In a statement released late last month, the Committee to Protect Public Mental Health charged that Kennedy "has undermined the public health infrastructure" by retaliating against scientists who have opposed his directives, while at the same time promoting "fringe ideas" that have "contributed to public confusion."
The committee ended its statement by calling on Trump to remove Kennedy from his post and "appoint a qualified, evidence-driven leader without delay."
Similarly, the Southern California Psychiatric Association has released a statement calling for Kennedy's ouster so that he can be replaced with a "qualified health leader with the training, experience, and integrity required to safeguard the health and well-being of all Americans."
Dr.
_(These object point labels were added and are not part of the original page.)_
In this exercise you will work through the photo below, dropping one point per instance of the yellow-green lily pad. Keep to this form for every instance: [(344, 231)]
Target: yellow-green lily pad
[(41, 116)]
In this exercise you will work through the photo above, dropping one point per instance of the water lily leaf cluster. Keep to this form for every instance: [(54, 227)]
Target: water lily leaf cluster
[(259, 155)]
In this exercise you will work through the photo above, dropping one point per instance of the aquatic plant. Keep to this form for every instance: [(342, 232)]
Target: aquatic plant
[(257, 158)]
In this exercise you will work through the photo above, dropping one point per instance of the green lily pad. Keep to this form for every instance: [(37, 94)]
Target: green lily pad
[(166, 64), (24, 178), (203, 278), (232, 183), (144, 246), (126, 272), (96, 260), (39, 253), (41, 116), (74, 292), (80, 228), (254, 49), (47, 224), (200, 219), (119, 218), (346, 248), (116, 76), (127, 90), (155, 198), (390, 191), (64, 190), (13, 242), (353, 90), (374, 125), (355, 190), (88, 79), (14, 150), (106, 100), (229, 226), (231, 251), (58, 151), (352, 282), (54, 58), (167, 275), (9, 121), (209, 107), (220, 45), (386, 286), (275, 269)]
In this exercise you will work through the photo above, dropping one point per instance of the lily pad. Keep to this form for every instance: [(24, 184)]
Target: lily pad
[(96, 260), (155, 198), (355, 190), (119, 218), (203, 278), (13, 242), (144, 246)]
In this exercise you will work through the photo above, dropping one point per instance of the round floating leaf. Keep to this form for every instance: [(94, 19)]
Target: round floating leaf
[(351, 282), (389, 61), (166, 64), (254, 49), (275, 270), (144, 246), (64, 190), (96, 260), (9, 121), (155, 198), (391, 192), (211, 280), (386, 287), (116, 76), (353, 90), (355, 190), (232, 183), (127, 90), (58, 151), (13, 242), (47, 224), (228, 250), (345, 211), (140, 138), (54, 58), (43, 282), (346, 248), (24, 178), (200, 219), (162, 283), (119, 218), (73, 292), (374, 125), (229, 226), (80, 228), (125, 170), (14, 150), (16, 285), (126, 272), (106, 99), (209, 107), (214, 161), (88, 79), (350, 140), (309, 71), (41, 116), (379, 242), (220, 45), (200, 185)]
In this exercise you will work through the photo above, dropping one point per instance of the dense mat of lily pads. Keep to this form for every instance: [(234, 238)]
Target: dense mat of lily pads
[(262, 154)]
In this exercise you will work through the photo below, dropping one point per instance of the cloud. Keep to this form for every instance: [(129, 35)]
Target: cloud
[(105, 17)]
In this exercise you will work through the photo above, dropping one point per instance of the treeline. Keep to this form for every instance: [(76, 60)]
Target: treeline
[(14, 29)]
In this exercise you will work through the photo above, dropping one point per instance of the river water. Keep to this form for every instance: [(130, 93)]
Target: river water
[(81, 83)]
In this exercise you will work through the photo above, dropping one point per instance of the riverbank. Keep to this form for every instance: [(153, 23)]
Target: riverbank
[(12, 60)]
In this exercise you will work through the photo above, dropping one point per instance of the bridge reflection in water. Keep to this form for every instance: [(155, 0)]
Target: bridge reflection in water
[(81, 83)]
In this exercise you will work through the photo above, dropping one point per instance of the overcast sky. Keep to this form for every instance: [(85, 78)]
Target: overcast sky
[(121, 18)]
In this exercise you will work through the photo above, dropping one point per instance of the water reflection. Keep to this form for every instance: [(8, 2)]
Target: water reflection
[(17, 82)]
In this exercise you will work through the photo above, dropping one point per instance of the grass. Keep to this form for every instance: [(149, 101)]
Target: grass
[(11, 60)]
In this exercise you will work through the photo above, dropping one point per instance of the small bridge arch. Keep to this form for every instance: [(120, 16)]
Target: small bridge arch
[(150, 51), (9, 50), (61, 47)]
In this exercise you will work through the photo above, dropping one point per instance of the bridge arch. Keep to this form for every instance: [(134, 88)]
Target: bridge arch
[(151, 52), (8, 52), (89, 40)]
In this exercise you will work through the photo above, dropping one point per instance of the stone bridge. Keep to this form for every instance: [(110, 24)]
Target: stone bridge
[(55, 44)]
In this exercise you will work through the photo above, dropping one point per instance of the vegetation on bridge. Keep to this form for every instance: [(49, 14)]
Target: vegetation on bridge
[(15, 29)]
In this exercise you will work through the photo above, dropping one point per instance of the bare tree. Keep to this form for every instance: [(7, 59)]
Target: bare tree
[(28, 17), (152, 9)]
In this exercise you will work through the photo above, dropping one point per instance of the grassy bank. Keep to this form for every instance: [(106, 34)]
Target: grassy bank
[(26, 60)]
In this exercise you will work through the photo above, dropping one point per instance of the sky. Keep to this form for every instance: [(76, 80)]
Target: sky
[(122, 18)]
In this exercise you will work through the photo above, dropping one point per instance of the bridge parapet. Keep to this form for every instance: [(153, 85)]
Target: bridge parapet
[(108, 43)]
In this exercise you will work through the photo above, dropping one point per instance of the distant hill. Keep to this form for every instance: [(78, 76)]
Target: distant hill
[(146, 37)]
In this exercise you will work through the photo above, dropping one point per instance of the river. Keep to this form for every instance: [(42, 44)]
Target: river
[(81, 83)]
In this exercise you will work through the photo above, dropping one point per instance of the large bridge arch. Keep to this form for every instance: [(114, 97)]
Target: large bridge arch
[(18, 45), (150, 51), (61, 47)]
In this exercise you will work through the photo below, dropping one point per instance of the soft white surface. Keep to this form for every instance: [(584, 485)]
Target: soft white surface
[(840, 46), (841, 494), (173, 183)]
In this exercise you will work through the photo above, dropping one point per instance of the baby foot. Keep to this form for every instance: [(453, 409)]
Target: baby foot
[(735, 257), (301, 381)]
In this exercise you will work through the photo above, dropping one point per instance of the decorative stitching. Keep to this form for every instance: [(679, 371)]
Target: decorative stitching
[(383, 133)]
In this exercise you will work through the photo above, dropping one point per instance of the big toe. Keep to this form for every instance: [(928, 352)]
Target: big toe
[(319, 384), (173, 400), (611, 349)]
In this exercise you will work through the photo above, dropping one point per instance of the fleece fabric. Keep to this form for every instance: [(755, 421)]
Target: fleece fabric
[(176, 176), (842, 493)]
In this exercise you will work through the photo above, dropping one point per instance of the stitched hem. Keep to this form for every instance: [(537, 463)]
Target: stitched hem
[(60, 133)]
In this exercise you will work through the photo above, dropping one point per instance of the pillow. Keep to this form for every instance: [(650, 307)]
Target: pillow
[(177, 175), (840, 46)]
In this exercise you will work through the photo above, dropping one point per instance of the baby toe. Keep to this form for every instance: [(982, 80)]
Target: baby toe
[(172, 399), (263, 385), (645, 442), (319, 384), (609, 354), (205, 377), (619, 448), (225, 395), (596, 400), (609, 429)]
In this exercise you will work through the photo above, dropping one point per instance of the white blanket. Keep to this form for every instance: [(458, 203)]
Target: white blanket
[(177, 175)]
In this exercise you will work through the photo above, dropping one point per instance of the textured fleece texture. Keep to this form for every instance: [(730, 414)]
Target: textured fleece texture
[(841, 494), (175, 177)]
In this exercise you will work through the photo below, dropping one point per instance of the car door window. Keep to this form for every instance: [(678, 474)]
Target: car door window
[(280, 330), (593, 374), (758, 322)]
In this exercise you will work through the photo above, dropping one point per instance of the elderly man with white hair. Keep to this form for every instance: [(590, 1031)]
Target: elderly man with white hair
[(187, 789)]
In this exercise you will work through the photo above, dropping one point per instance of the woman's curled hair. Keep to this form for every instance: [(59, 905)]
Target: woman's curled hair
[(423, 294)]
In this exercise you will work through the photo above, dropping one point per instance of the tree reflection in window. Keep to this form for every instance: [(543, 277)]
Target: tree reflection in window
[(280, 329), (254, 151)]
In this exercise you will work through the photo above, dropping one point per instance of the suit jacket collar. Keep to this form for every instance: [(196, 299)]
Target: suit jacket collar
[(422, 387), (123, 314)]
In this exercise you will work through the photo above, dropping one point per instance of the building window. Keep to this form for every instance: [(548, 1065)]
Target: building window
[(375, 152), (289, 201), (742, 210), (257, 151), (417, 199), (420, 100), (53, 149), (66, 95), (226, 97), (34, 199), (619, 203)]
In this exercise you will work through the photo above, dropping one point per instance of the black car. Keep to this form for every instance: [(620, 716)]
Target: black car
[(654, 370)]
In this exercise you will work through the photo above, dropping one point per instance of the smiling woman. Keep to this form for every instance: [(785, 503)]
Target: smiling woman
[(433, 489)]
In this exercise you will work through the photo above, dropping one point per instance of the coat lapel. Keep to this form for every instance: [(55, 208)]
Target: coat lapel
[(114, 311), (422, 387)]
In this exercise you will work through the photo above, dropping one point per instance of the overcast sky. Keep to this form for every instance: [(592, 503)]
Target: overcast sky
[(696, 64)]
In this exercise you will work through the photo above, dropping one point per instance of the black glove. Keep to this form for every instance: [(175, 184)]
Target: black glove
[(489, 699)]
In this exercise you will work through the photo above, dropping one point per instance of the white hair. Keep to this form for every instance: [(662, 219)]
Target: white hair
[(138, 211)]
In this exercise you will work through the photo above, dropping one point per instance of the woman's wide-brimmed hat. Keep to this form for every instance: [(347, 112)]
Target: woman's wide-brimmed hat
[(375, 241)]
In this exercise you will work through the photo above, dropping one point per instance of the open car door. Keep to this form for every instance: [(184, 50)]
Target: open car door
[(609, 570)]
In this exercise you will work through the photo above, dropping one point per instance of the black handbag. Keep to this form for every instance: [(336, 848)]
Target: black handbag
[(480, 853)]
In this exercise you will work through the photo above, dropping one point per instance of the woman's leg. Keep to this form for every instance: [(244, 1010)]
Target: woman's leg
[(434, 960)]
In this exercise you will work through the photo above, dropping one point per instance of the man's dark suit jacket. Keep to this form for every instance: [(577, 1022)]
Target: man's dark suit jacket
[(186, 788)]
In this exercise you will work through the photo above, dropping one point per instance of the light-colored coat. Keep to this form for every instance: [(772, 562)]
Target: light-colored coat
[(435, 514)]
Emily Wood, co-chair of the Southern California Psychiatric Association, told NPR that she was particularly disturbed by the recently released Make America Health Again (MAHA) report that she said "specifically misrepresents the data on psychotropic medications, really ignoring the full body of the scientific literature."
She said that this misrepresentation of data was used by the report to call "for various ways to limit access to psychiatric medications, which is extremely disturbing as these are medications that are critical for many individuals with depression, anxiety, schizophrenia, ADHD, and many disorders."
Last month, more than 1,000 current and former HHS employees released a letter calling for Kennedy's removal, as they accused him of trying to "endanger the nation’s health" by "sowing public mistrust" of vaccines.
The surgeons general on Tuesday also suggested that Kennedy should no longer serve as the country's top health official, saying that "the nation deserves a health and human services secretary who is committed to scientific integrity and can restore morale and trust in our public health agencies."
"Having served at senior levels in government, we know that politics are complicated," they said. "But this is bigger than politics. It’s about putting the health of Americans first."